PreTesting – Development Machine
- Windows 7 Enterprise
- CPU i5-2520m (2 cores, 4 threads)
- Memory 8 GB
- HDD 320 GB 7200 rpm
- VmWare Player
Each software run inside a dedicated VM (1 core, 2GB). The scenario itself runs in JMeter on the host.
Note: OpenLDAP is at 0 because it crashes.
PreProduction – Servers
Everything is virtualised on VmWare ESXi servers, unfortunately i can’t fully disclose the physical hardware of the hosts. Each software runs inside a dedicated VM.
- CPU 4 cores of a Xeon v3 year 2015
- 4 GB memory
- 10 Gbit networking
- (shared disks) 16 HDD SAS 10k rpm in RAID
- (shared disks) multiple 4GB battery backed raid controllers
Note: OpenLDAP (hdb) is missing because it failed miserably the preliminary tests on the laptop environment.
OpenLDAP & ApacheDS
They have poor performance in write and mediocre in read only. They both use a BerkeleyDB internally and exhibit similar behavior. OpenLDAP crashes under load. ApacheDS had to be configured with a special option (no write sync) to add initial users or it would have taken an entire week. They are not satisfactory. It looks like there is some sort of internal locking in the ldap or the database which block access to entries and result in shitty performances.
Symas OpenLDAP has good performances yet it lacks a proper administration interface, configuration tools and instructions (same as the bare OpenLDAP). The Internet saying it’s 3-10 times faster than OpenLDAP for about 3-10 times less memory are about right. (though it can be tough at times to compare <number> to <crashed>).
We believe that high traffic sites admitting to use OpenLDAP are actually using the Symas Edition. Either directly via paid subscription or indirectly by scraping open source code and packages to rebuild it themselves.
The top end version is actually quite cheap. I remember seeing a 75k€ somewhere for a site license. (one deployment in one company, unlimited computers, unlimited cores). It makes sense that someone (e.g. a telecom company with 2M users) starts with the classic OpenLDAP only to get disappointed by it, and then transition to the Symas Edition which is able to take the load and seem reliable enough.
OpenDJ has the best performances, the best administration tools both graphical and command line, as well as the best documentation. The multi-site replication is designed for a worldwide scale deployment with scalability, high availability and high performance in mind. This is the best LDAP server by an order of magnitude, be it about features or reliability or technical details.
The license costs money though. If you have the budget then you should go for it. It is worth every penny and it can even save you money in the long run.
So far OpenDJ has been a great experience to use and manage. I wish every other ldap server would die, especially OpenLDAP. Then everyone would be forced to use this one and it would be awesome 😀
Open Source vs Proprietary | Free vs Paid
(I will not get into a philosophical debate about those, I do not care, I take the tool which can do the job for the budget I have.)

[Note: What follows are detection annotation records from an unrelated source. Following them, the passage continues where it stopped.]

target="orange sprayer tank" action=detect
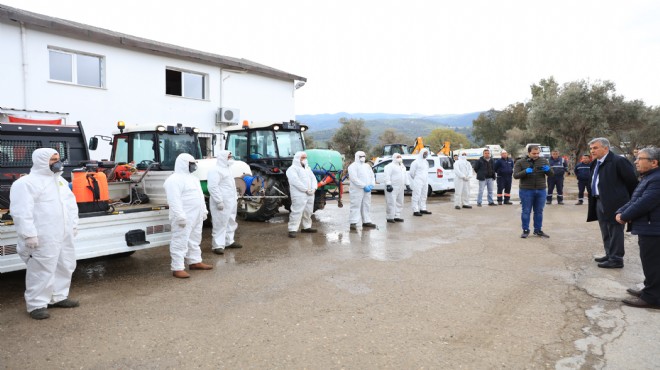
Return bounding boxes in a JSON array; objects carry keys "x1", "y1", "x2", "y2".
[{"x1": 71, "y1": 171, "x2": 110, "y2": 203}]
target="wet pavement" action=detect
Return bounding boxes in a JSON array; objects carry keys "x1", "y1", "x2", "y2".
[{"x1": 0, "y1": 177, "x2": 660, "y2": 369}]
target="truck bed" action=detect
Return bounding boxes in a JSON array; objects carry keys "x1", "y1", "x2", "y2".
[{"x1": 0, "y1": 204, "x2": 171, "y2": 273}]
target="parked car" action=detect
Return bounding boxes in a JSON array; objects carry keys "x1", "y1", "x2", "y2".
[{"x1": 371, "y1": 154, "x2": 454, "y2": 195}]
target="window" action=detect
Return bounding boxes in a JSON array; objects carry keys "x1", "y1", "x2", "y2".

Most people tend to assimilate Open Source to Free (as in ‘no money’). This is a common mistake but a mistake nonetheless. There are old sayings like “You get what you pay for” and “If it’s too good to be true, it probably isn’t.”. They turn out to be especially true in the case of LDAP servers.
All of the above servers are (mostly) open source. Yet the 2 working ones (Symas and OpenDJ) are not free at all. They will charge you a license fee and an optional support subscription to get and use their packages.
You still have the option to grab some of the source and try to build everything by yourself. That can satisfy the cheapskate hacker in you but that isn’t necessarily the best option once you realize your day-of-work costs 1000$ and you have some serious critical stuff to run (e.g. a telecom company with 2M users).